Seria pouco provável que uma instituição financeira privada aceitasse se sujeitar a tal operação. Em condições normais e com inúmeros formulários para preencher, o pagamento de seguros e pecúlios privados pode levar meses. Pergunto: como seria esse mesmo pagamento em condições excepcionais e sem a realização de perícia médica? Teria sido igual em se tratando de recursos vinculados a fundos repletos de compromissos, acionistas e metas? Muito provavelmente não. Os milhares de benefícios de Auxílio-Doença ao longo de 2020, em formato de antecipação baseada na confiança e na responsabilidade social, só foram possíveis, repito, graças à existência de uma previdência pública, universal e solidária.

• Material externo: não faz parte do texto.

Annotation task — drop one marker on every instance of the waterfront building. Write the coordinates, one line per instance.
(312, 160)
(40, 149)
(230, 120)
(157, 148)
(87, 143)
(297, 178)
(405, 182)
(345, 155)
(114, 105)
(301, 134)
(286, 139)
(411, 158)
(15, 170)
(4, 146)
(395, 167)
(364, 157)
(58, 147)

Um terceiro fato notável dos últimos meses diz respeito à Aposentadoria Especial, que foi cruelmente vilipendiada na reforma previdenciária de 2019. O benefício é pago de forma antecipada a trabalhadores que exercem atividade insalubre, como é o caso dos médicos e enfermeiros que vêm atuando corajosamente no combate à pandemia. É uma aposentadoria diferenciada porque visa compensar tais profissionais pelo maior desgaste da saúde no exercício da profissão. Neste sentido, os dados da pandemia são muito esclarecedores. Até o dia 20 de janeiro de 2021, o Conselho Federal de Enfermagem contabilizava 47.117 enfermeiros(as) infectados(as) pela covid-19 e 525 óbitos. Por sua vez, o Conselho Federal de Medicina informa que até a mesma data, o país já havia perdido 465 médicos(as) pela mesma causa.
De fato, há quem defenda a extinção da Aposentadoria Especial. Argumenta-se que a escolha da profissão é um ato livre do cidadão, e que outras profissões podem ser igualmente penosas conforme a realidade social e econômica de cada um. Dentro de uma perspectiva individualista, argumenta-se também que o benefício depende de financiamento extra, sendo tal ônus distribuído de forma desigual ao restante da sociedade. Mesmo ultrajada, a Aposentadoria Especial resiste. E é bom que se diga que ela é a típica prestação inconcebível em regime de previdência privada, pois neste ambiente qualquer antecipação de benefício pressupõe um ônus financeiro maior ao próprio poupador. Nele, só se recebe o que se acumula, independentemente dos riscos e danos trazidos à saúde pela profissão. Por isso, insisto, os novos heróis nacionais só são recompensados pelos danos sofridos porque a nossa previdência continua predominantemente pública, universal e solidária.
Deixarei de dar outros exemplos por falta de espaço, mas todos eles convergem para um princípio fundamental: em matéria de proteção social não há muito espaço para individualismos e privatismos. Por isso, em que pese estarmos todos ansiosos pela vacina de combate à covid-19, estamos carecendo no momento de outra “vacina” igualmente importante para a preservação do nosso bem-estar: a autocrítica. É inegável a importância da previdência privada, desde que funcione como complemento de uma previdência básica digna. O desdém de milhões de brasileiros à previdência pública, sem uma reflexão mais profunda durante a reforma feita em 2019, encontra agora um contraponto nos fatos recentes. Eles nos ensinaram a importância de termos uma previdência pública, forte e integradora. Fico na torcida para que esta “vacina” todos tomem.
Vinícius Pacheco Fluminhan é Advogado e professor do Curso de Graduação em Direito na Universidade Presbiteriana Mackenzie Campinas.